Tuesday, February 28, 2012

Cross-party primary voting

Michigan appears to be coming down to the wire. One poll released today has Santorum up by 1%, and the other released today shows Romney up by the same margin. The race, with its great potential to impact the rest of the primary campaign, will likely be decided by secondary factors. One factor that bears discussion, particularly with much of my readership being located in Ohio, is the issue of cross-party voting. In Michigan, as in Ohio, any voter is allowed to vote in either party's primary. The Santorum campaign has been using robo-calls to encourage Democrats to ask for a GOP ballot and vote for Santorum to stick it to Romney.

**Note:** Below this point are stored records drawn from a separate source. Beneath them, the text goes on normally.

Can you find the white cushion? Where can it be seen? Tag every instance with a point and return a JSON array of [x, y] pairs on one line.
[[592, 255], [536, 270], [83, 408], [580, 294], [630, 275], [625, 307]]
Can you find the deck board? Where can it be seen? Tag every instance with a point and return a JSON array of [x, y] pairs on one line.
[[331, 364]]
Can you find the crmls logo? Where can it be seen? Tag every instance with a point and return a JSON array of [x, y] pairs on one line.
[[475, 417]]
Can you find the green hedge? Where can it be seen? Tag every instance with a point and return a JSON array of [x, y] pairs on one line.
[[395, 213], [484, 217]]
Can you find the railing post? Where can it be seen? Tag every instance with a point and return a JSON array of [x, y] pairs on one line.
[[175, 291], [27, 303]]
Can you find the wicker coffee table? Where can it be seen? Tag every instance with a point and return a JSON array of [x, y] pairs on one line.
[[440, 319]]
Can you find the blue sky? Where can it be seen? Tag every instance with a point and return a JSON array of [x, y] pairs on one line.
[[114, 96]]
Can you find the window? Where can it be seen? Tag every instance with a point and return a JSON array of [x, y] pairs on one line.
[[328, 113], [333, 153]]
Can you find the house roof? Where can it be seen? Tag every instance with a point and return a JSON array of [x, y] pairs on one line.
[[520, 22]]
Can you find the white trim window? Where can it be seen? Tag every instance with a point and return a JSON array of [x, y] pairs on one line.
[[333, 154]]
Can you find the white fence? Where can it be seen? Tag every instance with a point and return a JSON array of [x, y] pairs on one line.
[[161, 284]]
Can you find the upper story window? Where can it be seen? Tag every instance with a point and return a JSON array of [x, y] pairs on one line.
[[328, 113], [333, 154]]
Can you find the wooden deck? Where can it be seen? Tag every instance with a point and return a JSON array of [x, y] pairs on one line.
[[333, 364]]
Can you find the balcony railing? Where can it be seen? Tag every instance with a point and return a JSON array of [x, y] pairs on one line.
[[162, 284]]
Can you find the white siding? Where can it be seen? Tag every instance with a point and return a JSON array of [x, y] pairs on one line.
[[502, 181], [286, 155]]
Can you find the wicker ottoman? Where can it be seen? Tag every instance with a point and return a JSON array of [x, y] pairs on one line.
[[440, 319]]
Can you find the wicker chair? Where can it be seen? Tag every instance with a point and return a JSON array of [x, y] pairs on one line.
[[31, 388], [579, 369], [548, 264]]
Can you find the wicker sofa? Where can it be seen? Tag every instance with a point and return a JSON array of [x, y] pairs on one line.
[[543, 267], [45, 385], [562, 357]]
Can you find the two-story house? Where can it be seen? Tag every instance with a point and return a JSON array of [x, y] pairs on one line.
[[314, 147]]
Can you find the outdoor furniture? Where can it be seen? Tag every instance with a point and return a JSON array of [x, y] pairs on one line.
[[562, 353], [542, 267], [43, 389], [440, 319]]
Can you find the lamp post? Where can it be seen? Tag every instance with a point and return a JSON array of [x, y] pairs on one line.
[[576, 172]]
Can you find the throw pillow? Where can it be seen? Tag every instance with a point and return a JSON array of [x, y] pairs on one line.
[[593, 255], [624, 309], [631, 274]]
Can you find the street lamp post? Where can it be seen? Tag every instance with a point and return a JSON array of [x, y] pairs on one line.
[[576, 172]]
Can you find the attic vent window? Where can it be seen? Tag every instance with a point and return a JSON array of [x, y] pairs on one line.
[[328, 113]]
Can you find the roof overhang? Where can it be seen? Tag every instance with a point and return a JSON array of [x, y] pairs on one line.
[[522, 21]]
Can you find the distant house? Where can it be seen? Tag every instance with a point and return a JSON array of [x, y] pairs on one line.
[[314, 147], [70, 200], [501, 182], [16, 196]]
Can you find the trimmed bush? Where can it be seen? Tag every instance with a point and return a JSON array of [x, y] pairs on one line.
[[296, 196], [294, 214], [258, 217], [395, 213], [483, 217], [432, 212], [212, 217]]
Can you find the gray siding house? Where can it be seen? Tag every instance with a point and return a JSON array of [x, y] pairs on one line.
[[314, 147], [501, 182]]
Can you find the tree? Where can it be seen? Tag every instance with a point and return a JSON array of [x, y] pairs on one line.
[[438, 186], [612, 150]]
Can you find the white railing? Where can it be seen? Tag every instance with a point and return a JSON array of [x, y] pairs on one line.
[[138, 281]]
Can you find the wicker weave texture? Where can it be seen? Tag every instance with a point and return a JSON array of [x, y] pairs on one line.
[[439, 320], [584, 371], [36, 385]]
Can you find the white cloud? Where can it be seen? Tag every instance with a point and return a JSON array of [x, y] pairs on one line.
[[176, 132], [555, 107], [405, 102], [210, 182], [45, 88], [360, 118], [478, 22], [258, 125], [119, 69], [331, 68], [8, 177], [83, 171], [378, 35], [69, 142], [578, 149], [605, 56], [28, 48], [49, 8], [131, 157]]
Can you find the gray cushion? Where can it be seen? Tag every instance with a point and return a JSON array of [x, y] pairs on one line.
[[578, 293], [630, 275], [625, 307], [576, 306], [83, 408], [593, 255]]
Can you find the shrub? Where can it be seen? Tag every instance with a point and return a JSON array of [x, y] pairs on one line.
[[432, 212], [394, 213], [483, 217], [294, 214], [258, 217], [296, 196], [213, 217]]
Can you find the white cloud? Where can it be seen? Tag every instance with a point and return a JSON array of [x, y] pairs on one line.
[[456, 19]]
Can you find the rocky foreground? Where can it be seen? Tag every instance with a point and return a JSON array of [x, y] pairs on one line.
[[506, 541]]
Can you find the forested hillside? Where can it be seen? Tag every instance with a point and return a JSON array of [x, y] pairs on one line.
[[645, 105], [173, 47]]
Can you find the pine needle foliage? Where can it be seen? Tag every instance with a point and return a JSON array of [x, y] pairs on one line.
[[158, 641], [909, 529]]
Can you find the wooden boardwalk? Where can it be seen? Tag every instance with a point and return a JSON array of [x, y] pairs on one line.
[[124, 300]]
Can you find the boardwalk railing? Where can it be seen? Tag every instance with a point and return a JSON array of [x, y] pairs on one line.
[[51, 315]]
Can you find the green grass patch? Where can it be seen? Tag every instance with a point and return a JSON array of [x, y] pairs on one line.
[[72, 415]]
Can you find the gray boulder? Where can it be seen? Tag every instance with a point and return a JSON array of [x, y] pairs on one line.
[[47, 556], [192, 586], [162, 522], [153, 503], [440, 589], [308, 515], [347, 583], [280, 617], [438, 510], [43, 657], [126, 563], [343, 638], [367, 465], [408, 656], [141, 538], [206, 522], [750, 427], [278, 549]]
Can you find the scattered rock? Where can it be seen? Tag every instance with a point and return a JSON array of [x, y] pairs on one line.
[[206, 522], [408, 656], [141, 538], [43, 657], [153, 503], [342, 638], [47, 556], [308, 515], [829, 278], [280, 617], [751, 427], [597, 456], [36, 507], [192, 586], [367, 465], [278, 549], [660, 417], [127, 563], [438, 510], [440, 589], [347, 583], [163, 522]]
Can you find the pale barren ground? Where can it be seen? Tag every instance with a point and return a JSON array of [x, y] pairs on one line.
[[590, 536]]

It would certainly be in the interest of the Democrats to see Romney lose in Michigan. And the race will likely be close enough that it wouldn't take too many mischievous union autoworkers to vote Republican to change the outcome. While Romney has been decrying such tactics in the past day, his record of admitting to voting in Democratic primaries in Massachusetts for the "weakest opponent for the Republican" undercuts his claim. So, given his personal history of doing the same thing, Romney deserves what he gets.

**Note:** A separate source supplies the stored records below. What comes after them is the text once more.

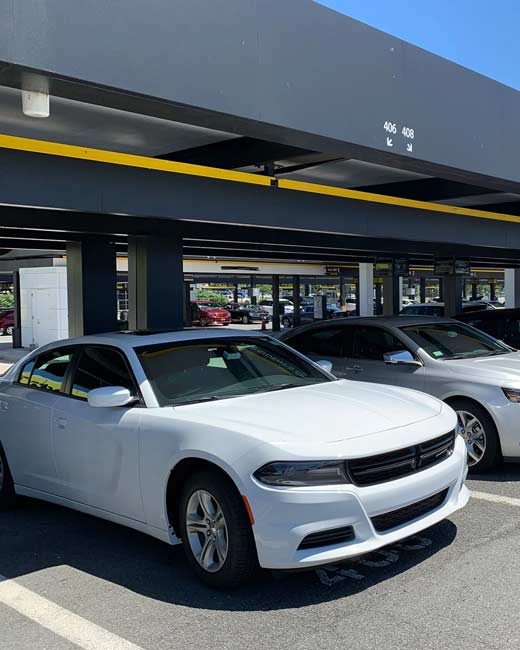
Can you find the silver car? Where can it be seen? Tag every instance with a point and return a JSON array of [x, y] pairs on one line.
[[474, 373]]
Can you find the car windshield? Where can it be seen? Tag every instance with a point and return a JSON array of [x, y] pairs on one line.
[[213, 369], [454, 341]]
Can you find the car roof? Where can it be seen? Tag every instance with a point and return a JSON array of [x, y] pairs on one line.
[[384, 321], [134, 339]]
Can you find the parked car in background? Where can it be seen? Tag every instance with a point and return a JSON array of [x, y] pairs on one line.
[[246, 313], [503, 324], [437, 308], [7, 322], [267, 305], [207, 314], [174, 429], [477, 375], [307, 315]]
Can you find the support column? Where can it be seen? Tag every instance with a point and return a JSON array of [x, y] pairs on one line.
[[379, 299], [365, 297], [155, 283], [276, 302], [392, 290], [17, 332], [296, 300], [453, 286], [91, 287], [422, 290], [512, 287]]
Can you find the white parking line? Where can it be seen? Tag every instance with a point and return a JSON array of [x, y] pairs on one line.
[[72, 627], [495, 498]]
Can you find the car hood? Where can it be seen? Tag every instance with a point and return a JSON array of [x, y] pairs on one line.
[[502, 368], [324, 413]]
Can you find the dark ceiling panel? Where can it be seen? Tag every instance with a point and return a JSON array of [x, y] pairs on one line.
[[426, 189], [236, 153]]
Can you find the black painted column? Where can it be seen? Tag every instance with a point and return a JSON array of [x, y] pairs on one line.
[[155, 283], [91, 287], [296, 300], [276, 302], [422, 290]]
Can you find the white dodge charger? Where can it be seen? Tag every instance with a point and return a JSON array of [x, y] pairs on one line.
[[231, 443]]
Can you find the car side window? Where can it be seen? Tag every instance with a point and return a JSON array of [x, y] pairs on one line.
[[49, 370], [99, 367], [374, 342], [322, 342], [25, 375]]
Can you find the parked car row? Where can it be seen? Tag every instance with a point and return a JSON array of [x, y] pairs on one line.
[[338, 469], [473, 372]]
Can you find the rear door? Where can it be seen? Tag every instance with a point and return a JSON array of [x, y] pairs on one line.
[[370, 344], [97, 449], [26, 419]]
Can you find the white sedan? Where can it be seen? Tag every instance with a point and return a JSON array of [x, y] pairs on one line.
[[230, 442]]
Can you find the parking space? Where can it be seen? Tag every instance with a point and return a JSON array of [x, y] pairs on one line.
[[455, 585]]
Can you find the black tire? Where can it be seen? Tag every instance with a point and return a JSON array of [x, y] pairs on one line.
[[241, 563], [492, 455], [7, 494]]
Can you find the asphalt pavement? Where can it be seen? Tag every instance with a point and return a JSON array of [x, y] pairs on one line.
[[75, 581]]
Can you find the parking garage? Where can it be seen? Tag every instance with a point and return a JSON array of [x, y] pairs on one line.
[[400, 180]]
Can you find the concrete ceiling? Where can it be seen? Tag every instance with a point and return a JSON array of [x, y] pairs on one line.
[[79, 123]]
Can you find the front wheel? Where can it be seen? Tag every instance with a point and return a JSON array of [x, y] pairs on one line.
[[480, 434], [7, 495], [216, 532]]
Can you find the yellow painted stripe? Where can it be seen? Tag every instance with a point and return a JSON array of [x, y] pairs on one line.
[[145, 162], [128, 160], [340, 192]]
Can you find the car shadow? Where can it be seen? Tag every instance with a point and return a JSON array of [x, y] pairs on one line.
[[36, 536], [506, 473]]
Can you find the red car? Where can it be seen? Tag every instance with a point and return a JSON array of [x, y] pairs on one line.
[[206, 314], [7, 322]]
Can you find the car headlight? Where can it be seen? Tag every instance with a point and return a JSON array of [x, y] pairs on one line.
[[303, 473], [512, 394]]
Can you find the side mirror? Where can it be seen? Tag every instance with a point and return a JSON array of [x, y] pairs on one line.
[[109, 396], [325, 365], [401, 358]]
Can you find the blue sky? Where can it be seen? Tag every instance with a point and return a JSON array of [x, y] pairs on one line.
[[479, 34]]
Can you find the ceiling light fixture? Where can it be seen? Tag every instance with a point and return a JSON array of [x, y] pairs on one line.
[[35, 103]]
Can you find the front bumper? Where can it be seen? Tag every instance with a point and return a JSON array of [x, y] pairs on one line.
[[284, 517]]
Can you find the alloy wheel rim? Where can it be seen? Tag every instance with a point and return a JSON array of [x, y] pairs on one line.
[[206, 531], [474, 434]]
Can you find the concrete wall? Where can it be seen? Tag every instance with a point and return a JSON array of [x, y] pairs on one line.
[[43, 302]]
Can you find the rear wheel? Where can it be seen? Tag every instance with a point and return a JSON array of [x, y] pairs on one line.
[[216, 532], [7, 495], [480, 434]]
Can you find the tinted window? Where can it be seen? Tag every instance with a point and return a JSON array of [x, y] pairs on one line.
[[204, 370], [99, 367], [454, 341], [26, 372], [374, 342], [326, 342], [49, 370]]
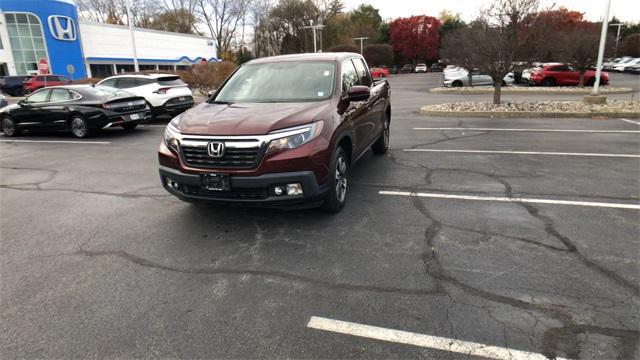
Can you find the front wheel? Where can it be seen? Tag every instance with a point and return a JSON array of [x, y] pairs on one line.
[[337, 195], [382, 144], [79, 127], [9, 127]]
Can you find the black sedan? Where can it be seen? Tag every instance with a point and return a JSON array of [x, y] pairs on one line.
[[81, 109]]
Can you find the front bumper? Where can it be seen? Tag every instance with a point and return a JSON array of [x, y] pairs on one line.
[[246, 190]]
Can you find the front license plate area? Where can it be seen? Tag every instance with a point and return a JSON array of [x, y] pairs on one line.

But I'm genuinely torn about whether or not voting in the other party's primary is an abuse of voting rights (disclosure: in 2000, my first official vote I ever cast was for John McCain, despite being a solid Democrat even then). On the one hand, it seems dishonest to say you're a supporter of one party when you're not. On the other, the parties are more or less able to make their own rules for primaries, and if they didn't want fake Republicans voting, they could change the rules to prevent it.

So I don't know what to recommend for Democrats and independents in Ohio and Michigan. It seems wrong to vote for the expressed purpose of sabotaging the other party, like Romney says he did in '92. But if, come the PA primary in April, there's a candidate who I think would be a better President than the others, I think I'd be ok with pulling the lever for him.

As far as tonight goes, if Romney loses but is able to point to Democratic shenanigans as an excuse, it might limit the effect of a Santorum win. I doubt that enough Democrats would be persuaded by the robocalls to make up for this cost, but we'll see. It's gonna be a long night; the last polls in Michigan close at 9pm ET, so there might be a late post tonight.